Role-based access control (RBAC) lets you define roles with specific sets of permissions. You can then assign users to these roles to provide appropriate levels of access.

RBAC effectively lets you implement the principle of least privilege. For example, you can provide read-only access to an application whose only job is to display Redis data. Similarly, you can prevent new developers from running dangerous administrative commands.

Prerequisites

To use role-based access control, your Redis Cloud database needs to support Redis version 6.0.0 or later.

The Redis version of a database is displayed in the General section of the Configuration tab of the database detail screen.

The Redis version appears in the General section of the Configuration tab on the database details screen.

Set up RBAC

To set up RBAC, first navigate to the Data Access Control screen.

There are three tabs on this screen: Users, Roles, and Redis ACLs.

In the Redis ACLs tab, you define named permissions for specific Redis commands, keys, and pub/sub channels.

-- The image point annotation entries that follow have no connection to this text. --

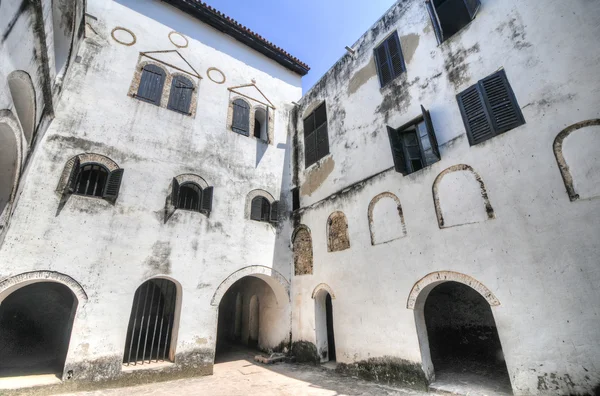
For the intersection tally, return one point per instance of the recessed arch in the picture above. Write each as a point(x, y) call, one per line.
point(23, 96)
point(422, 287)
point(557, 146)
point(443, 221)
point(278, 283)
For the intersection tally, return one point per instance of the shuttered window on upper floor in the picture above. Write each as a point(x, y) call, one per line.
point(151, 84)
point(489, 108)
point(180, 97)
point(449, 16)
point(414, 145)
point(316, 139)
point(389, 59)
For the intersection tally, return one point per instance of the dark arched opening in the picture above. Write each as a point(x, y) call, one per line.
point(152, 323)
point(463, 339)
point(35, 329)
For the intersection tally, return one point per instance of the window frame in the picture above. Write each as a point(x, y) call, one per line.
point(385, 43)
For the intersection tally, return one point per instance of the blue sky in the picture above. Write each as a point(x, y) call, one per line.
point(314, 31)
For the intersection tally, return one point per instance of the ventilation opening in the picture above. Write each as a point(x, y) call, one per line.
point(35, 329)
point(151, 324)
point(463, 340)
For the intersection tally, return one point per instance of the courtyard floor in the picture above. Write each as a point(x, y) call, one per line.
point(236, 373)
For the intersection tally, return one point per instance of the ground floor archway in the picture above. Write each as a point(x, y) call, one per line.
point(253, 313)
point(460, 345)
point(35, 329)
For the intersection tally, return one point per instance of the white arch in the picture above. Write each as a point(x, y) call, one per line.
point(277, 282)
point(14, 283)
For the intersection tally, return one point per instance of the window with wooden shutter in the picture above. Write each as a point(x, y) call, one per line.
point(489, 108)
point(180, 97)
point(414, 145)
point(450, 16)
point(151, 84)
point(241, 117)
point(389, 59)
point(316, 139)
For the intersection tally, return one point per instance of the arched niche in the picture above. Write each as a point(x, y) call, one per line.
point(578, 159)
point(303, 251)
point(23, 96)
point(460, 197)
point(386, 219)
point(337, 232)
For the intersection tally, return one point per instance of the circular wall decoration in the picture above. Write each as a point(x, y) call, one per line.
point(123, 36)
point(178, 39)
point(213, 74)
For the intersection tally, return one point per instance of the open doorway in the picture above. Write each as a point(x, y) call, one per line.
point(463, 340)
point(35, 329)
point(325, 336)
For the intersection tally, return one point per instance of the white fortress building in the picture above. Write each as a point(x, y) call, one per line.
point(426, 214)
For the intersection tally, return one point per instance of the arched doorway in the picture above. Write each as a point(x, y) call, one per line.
point(35, 329)
point(325, 335)
point(253, 314)
point(153, 323)
point(460, 345)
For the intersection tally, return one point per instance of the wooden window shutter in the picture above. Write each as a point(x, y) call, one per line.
point(241, 117)
point(397, 150)
point(113, 185)
point(503, 108)
point(395, 53)
point(256, 208)
point(383, 66)
point(175, 193)
point(274, 217)
point(431, 133)
point(435, 21)
point(475, 115)
point(151, 84)
point(180, 97)
point(472, 7)
point(206, 204)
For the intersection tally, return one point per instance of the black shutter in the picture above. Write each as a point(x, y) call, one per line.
point(274, 212)
point(503, 108)
point(397, 150)
point(206, 204)
point(472, 7)
point(383, 66)
point(395, 52)
point(175, 193)
point(180, 97)
point(256, 208)
point(241, 117)
point(475, 115)
point(113, 184)
point(431, 132)
point(435, 21)
point(151, 84)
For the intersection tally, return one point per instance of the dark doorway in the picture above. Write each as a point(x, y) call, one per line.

Data access control screen.

In the Roles tab, you create roles. Each role consists of a set of permissions for one or more Redis Cloud databases.

Data access control screen.

Finally, in the Users tab, you create users and assign each user a role.

Data access control screen.

OSS Redis ACLs vs. Redis Enterprise Cloud RBAC

In open source Redis, you can create users and assign ACLs to them using the ACL command. However, open source Redis does not support generic roles.

In Redis Enterprise Cloud, you configure RBAC using the admin console. As a result, certain open source Redis ACL subcommands are not available in Redis Cloud. The following table shows which ACL commands are supported.

Command Supported
ACL CAT ✅ Supported
ACL DELUSER ❌ Not supported
ACL GENPASS ❌ Not supported
ACL GETUSER ✅ Supported
ACL HELP ✅ Supported
ACL LIST ✅ Supported
ACL LOAD ❌ Not supported
ACL LOG ❌ Not supported
ACL SAVE ❌ Not supported
ACL SETUSER ❌ Not supported
ACL USERS ✅ Supported
ACL WHOAMI ✅ Supported

In open source Redis, you must explicitly provide access to the MULTI, EXEC, and DISCARD commands. In Redis Cloud, these commands, which are used in transactions, are always permitted. However, the commands run within the transaction block are subject to RBAC permissions.

When you run multi-key commands on multi-slot keys, the return value is failure but the command runs on the keys that are allowed.